As the dustcart follows the Lord Mayor’s show, here comes Southwark Playhouse’s production. Company contains some of Sondheim’s best lyrics, is most autobiographically representative of his own views on relationships, but it’s not the best ‘book’ musical in the canon. Indeed, the script by George Furth is so inconsequential that the show works largely as a song cycle wherein married friends revolve round bachelor Bobby in a carousel of exhortation to find a wife.

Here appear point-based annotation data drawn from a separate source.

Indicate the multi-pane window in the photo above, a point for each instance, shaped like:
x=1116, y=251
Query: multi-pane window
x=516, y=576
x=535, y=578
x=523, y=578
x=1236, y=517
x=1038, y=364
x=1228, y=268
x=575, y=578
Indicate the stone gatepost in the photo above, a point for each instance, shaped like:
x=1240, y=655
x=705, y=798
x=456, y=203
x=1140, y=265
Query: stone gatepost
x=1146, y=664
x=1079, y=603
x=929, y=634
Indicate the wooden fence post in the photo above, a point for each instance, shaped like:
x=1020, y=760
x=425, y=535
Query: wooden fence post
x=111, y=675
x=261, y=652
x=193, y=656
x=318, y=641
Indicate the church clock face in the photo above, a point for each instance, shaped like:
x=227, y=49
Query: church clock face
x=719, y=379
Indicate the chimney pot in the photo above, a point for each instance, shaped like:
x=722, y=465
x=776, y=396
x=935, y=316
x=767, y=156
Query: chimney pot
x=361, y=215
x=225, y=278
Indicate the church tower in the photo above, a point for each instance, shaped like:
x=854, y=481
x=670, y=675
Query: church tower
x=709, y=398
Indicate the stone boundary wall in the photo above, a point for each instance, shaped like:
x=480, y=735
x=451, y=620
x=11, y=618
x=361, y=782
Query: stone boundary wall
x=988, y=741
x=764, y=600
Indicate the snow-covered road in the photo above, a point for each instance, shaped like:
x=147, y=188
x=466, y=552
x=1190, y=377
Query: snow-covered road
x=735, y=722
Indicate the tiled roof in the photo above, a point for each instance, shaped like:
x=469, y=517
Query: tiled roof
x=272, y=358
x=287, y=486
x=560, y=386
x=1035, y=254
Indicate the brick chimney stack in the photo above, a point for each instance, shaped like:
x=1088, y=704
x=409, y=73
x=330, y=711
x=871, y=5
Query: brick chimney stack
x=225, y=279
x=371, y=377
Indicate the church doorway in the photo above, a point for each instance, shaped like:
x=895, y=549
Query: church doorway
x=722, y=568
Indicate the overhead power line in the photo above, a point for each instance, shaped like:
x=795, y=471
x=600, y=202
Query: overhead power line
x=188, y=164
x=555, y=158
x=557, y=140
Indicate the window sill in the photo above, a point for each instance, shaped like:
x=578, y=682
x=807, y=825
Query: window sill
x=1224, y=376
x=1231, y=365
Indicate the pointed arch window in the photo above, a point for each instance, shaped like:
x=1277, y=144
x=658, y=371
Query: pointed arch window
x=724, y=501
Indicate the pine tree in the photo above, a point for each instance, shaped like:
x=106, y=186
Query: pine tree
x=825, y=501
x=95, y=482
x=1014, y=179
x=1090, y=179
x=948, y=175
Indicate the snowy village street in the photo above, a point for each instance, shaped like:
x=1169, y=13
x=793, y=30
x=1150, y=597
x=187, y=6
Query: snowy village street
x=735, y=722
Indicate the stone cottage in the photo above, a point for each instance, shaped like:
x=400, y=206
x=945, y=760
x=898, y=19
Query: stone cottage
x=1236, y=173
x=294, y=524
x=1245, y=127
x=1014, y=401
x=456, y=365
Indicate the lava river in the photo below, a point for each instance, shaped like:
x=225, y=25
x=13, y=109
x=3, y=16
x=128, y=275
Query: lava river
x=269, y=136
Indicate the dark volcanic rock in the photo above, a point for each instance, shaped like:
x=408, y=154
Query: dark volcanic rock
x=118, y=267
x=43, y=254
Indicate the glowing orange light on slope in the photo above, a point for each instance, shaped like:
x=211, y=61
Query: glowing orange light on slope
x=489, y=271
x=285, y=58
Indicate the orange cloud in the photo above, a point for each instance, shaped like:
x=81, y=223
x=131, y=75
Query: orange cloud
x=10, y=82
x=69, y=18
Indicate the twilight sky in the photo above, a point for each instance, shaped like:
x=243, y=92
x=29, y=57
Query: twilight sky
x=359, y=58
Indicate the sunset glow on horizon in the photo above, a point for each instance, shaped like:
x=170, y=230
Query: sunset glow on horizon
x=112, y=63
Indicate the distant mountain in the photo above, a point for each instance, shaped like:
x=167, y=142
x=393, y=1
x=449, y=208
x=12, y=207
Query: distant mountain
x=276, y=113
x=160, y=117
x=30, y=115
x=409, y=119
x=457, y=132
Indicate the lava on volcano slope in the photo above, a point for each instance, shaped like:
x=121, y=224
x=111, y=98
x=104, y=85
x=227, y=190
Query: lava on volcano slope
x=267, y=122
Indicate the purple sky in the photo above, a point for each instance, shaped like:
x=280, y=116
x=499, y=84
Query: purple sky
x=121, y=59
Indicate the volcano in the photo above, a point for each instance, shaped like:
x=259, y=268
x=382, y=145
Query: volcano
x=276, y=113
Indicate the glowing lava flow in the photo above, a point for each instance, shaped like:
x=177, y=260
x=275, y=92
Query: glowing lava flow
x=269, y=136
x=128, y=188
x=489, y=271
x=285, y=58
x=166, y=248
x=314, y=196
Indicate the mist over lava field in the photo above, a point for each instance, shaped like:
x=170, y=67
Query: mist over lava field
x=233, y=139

Updating it with iPhones and MacBooks robs it of a certain 70’s ‘Mad Men’ style and contemporaneous conventions about relationships, but does bring some fresh perspectives.

In his first fully-fledged directorship, Joe Fredericks allows too much unevenness: Siobhan McCarthy’s uncannily accurate impersonation of Bette Davis doing Margo Channing is funny but can undermine the power and pathos in her bravura rendition of ‘Ladies Who Lunch’, Mark Curry’s archly dated portrayal of husband Larry clings more to Mr Clifford in Acorn Antiques than to Broadway, and for a musical so deeply rooted in Manhattan the accents wander widely and the singing projects some very English vowels.

Cassidy Janson as Amy scores highly for her comic timing and vocal precision in ‘Not Getting Married Today’ in which she’s partnered by the strong and charming voice of Greg Castiglioni as Paul. Two of Bobby’s single girlfriends also stand out: Katie Brayben as April the air hostess manages to find the comedy in the script, her dumb blonde resistance to Bobby’s chat-up lines were one of the few laugh-out-loud moments, and Michelle Bishop as spunky punk Marta takes command of ‘Another Hundred People’ with genuine panache.

Bobby is meant to be an enigma, often portrayed as a coolly suave playboy who degenerates into a self-pitying mess, but Rupert Young‘s performance showed less of an arc since his Bobby is a greasy sweaty cokehead from the outset, perpetually dishevelled and disoriented. It’s a more modern reading of the part and emotionally distanced from the audience, but improves in the second act when ‘Being Alive’ was thoughtfully phrased and strongly delivered.

The singing is mostly very fine indeed, but the production lacks pace - you could see the audience’s attention wander - entrances need more immediacy and less clunking over the underlit Bridge-of-Sighs-made-from-scaffolding set - and for the dialogue to crackle authentically, cues need to be picked up much more smartly.